When I was coming up I imagined my Black mama as being something other than human. She was the one who cared for her children and her siblings; it was my mother who put her own dreams on hold to ensure that her kids could pursue theirs. No one could convince me that the young Black woman who was my life source—and America’s target—was not the tough, enduring and idyllic symbol that I had made her out to be.

The day came, though, when my mom, this seeming invincible, perfect person, let loose a big laugh as she slid the crown covering her front teeth from her gums into her hands. Suddenly her smile had a gap wide enough to pass two Now and Laters through. It was the moment I understood what I had refused, and in some ways was unable to recognize all along.

My mother’s smile was not a lie, but it was a story. She was strong, but she was not unbreakable. She was otherworldly, and as the hole in her mouth revealed, she was also of this world.

I was taught to believe the lie that all Black women—even Camden-born, young, single mothers like my mom— are salvific and supernormal characters. Centered in the narrative somewhere between American degradation and American progress sit Black women; the mythical all-doing, all-knowing, all-saving creatures of everyone else’s imagination.

There’s something dangerous—and brutal—that happens, however, when a people, Black men included, reduce Black women to ideals. When we refuse to believe that they have their own desires...and can feel pain...and sometimes may need to be held after spending a life holding so many others.

Superheroes are not allowed spaces for deep breaths and pauses in the story. They are not afforded the luxury of refusal—to not save those in constant need. And there ain’t enough magic in the world dynamic enough to conjure that which our genuine love of Black women might allow: the full lived-out expression of their humanity.

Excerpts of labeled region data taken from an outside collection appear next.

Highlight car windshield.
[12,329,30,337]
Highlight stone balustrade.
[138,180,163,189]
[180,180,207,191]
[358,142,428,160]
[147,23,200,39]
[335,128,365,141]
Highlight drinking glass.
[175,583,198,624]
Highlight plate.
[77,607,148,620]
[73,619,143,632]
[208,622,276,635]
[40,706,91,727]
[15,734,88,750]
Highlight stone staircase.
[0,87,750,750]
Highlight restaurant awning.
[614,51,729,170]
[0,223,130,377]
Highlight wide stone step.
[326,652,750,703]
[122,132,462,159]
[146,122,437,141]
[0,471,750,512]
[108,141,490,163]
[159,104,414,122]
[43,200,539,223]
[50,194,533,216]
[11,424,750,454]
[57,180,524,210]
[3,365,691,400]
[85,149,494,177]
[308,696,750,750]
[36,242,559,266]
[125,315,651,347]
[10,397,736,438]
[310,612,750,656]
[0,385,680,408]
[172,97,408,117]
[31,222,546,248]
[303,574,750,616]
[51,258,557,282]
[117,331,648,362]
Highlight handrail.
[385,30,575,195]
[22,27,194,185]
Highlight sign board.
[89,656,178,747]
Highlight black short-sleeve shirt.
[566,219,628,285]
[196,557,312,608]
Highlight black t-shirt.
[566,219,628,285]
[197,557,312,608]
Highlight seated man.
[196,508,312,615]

We fail Black women by demanding that they always show up with #blackgirlmagic


We fail Black women by demanding that they always show up with #blackgirlmagic because those of us who have benefited from their private and public labor love our comfort more than we love their freedom. Perhaps we love their magic so because it’s most often deployed in the service of others.

“Who are we when we are not someone’s mother, or daughter, or sister, or aunt, or church elder, or first Black woman to be this or that?” historian Paula Giddings asked in her seminal book, When and Where I Enter: The Impact of Black Women on Race and Sex in America. If only we could collectively answer her back: Black women are human and belong to themselves first.